To make the model coefficients comparable, the principal components
extracted from all factor sets were standardized (standard deviation = 1
and mean = 0). Multiple linear regression used ordinary least squares
(OLS) to determine the most appropriate predictors that explain the
richness of the three response variables. We followed the variable
backward selection method to identify the optimal model. The optimal
linear regression model was determined using the stepAIC function in R
in combination with the Akaike Information Criterion (AIC). Variance
inflation factors (VIF) were used to test for multicollinearity between
predictor variables, and we selected predictors with VIF < 5
(Dormann et al., 2013) (Table S4). Because spatial autocorrelation
affects the explanatory power of regression models, the spatial
autocorrelation of the residuals of multiple regression models was
assessed using Moran’s I method. Because the residuals of the multiple
regression models all had significant spatial autocorrelation (p< 0.001), the spatial linear simultaneous autoregressive error
model (SAR) was further developed using the predictor variables from the
optimal model. The explanatory power of the predictor variables for
species richness was measured using Pseudo-R2(the square of the correlation coefficient between the predicted and
actual values of the model for the non-spatial component) (Kissling &
Carl, 2007). The relative importance between the predictor variables was
also compared using standard regression coefficients.

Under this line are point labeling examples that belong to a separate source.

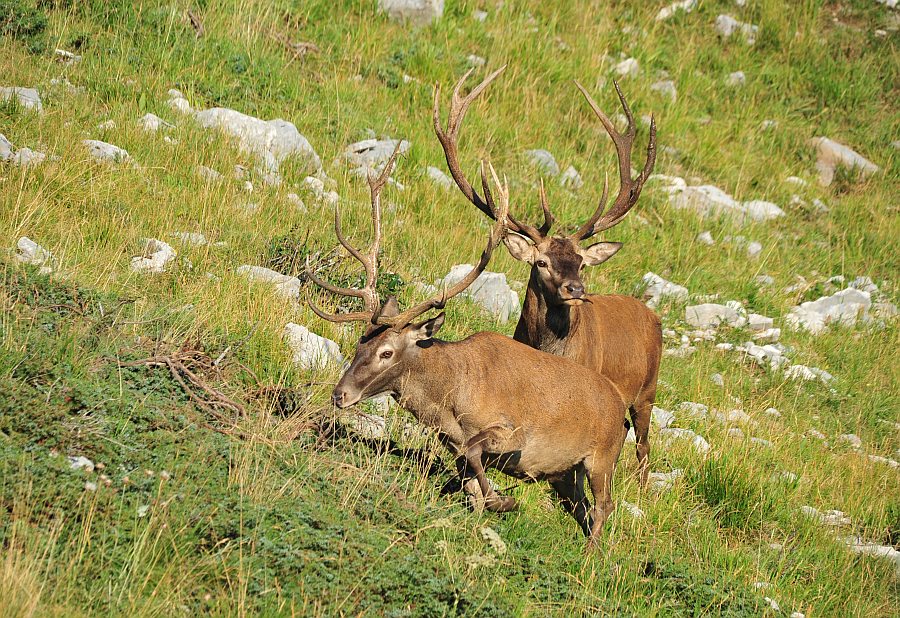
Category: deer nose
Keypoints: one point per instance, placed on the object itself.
(575, 289)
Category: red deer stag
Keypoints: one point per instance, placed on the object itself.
(494, 402)
(616, 336)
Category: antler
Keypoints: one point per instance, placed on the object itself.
(629, 188)
(501, 215)
(369, 262)
(449, 138)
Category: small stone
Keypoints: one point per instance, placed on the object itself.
(67, 57)
(544, 161)
(666, 88)
(152, 123)
(490, 536)
(852, 439)
(155, 259)
(81, 463)
(105, 152)
(657, 288)
(26, 97)
(685, 6)
(209, 174)
(831, 154)
(727, 26)
(632, 509)
(438, 177)
(705, 238)
(736, 79)
(415, 12)
(571, 179)
(311, 351)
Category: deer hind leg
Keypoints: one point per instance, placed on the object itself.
(641, 412)
(570, 490)
(474, 466)
(600, 469)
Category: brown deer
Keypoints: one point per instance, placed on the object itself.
(493, 401)
(616, 336)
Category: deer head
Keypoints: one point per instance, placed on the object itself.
(556, 261)
(392, 340)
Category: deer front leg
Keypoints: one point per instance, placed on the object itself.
(492, 500)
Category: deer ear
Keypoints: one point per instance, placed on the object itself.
(519, 247)
(428, 328)
(599, 253)
(390, 308)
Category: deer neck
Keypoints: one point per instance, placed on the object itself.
(548, 326)
(429, 381)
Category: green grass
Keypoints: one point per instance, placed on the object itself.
(259, 515)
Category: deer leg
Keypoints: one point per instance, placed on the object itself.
(492, 501)
(570, 490)
(640, 417)
(600, 468)
(469, 485)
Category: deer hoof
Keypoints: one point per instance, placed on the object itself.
(500, 504)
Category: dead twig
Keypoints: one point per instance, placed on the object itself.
(196, 24)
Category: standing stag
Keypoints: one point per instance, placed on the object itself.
(494, 402)
(616, 336)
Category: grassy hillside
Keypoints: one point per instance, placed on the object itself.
(266, 506)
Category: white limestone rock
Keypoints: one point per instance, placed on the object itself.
(668, 11)
(710, 201)
(311, 351)
(26, 97)
(828, 518)
(736, 79)
(105, 152)
(490, 290)
(151, 123)
(372, 153)
(155, 258)
(629, 67)
(25, 157)
(272, 141)
(712, 315)
(29, 252)
(543, 160)
(831, 154)
(571, 179)
(670, 434)
(844, 307)
(662, 418)
(727, 26)
(657, 288)
(415, 12)
(285, 286)
(705, 238)
(666, 88)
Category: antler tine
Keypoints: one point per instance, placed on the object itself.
(629, 188)
(458, 107)
(370, 262)
(501, 216)
(549, 219)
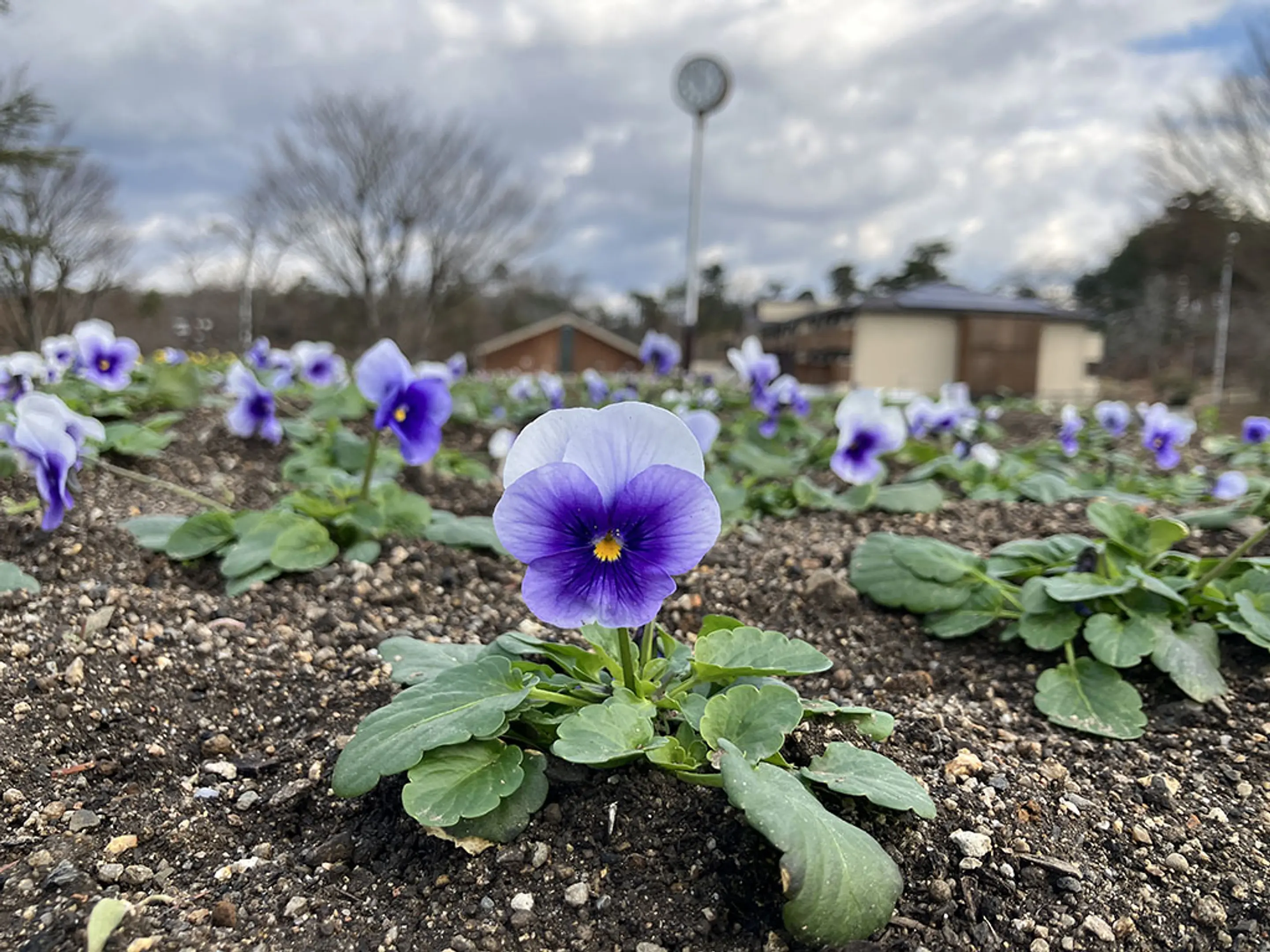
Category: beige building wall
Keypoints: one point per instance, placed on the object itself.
(1066, 352)
(902, 351)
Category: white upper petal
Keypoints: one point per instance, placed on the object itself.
(543, 442)
(615, 445)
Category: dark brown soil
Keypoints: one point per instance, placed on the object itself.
(206, 728)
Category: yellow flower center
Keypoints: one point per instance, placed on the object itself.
(609, 549)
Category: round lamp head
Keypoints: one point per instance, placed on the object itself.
(702, 84)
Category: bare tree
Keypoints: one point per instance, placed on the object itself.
(1221, 143)
(392, 207)
(64, 243)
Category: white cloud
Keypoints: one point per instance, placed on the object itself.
(1011, 126)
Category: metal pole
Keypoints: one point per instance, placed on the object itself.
(693, 285)
(1223, 319)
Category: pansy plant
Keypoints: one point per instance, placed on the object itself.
(606, 508)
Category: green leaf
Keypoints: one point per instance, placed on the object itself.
(761, 464)
(257, 543)
(908, 498)
(415, 661)
(200, 535)
(105, 919)
(468, 532)
(508, 820)
(855, 772)
(1119, 644)
(1085, 587)
(736, 653)
(808, 495)
(243, 583)
(979, 612)
(1048, 488)
(304, 547)
(1158, 586)
(755, 720)
(1256, 626)
(471, 701)
(15, 579)
(408, 514)
(608, 734)
(840, 884)
(1021, 555)
(367, 551)
(877, 573)
(1091, 697)
(718, 622)
(461, 781)
(132, 439)
(153, 532)
(1192, 658)
(693, 706)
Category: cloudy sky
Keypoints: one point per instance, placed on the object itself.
(1011, 127)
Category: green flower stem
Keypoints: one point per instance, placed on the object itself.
(624, 647)
(370, 466)
(702, 780)
(554, 697)
(646, 647)
(1218, 570)
(163, 484)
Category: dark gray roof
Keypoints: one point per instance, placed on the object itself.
(953, 298)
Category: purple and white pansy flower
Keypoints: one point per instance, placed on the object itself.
(1070, 431)
(598, 390)
(49, 439)
(253, 413)
(318, 365)
(1113, 417)
(755, 367)
(413, 408)
(660, 352)
(704, 424)
(105, 360)
(1164, 433)
(1256, 429)
(867, 429)
(60, 353)
(605, 508)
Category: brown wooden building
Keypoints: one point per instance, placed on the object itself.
(562, 344)
(940, 333)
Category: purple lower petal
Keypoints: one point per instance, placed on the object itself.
(573, 588)
(550, 511)
(666, 517)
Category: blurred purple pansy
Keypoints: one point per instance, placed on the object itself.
(1230, 487)
(1070, 429)
(661, 352)
(413, 408)
(704, 426)
(598, 390)
(49, 437)
(105, 360)
(1164, 433)
(253, 413)
(605, 507)
(1113, 417)
(1256, 429)
(318, 365)
(867, 429)
(755, 367)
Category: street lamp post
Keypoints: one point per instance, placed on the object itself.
(1223, 319)
(702, 87)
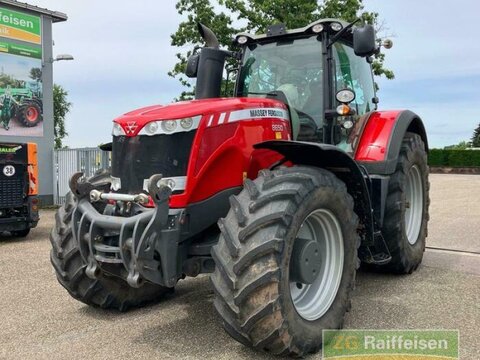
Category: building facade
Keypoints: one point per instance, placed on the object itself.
(26, 83)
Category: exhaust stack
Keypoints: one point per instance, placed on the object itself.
(209, 66)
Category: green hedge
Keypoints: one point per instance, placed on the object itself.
(454, 158)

Finally, we performed variance partitioning to assess the pure effects
of the predictor variables and their joint contributions to better
explain the distribution patterns of species richness. Wayne diagrams
were used to show various factor sets’ pure and shared effects.
Statistical analysis for this study was performed in R 4.0.5
(http://www. r-project.org). The ”psych” package was used for principal
component analysis, the ”MASS” package for optimal model selection, the
”vegan” package for variance partitioning, and the ”spedep” package for
spatial autoregressive model building.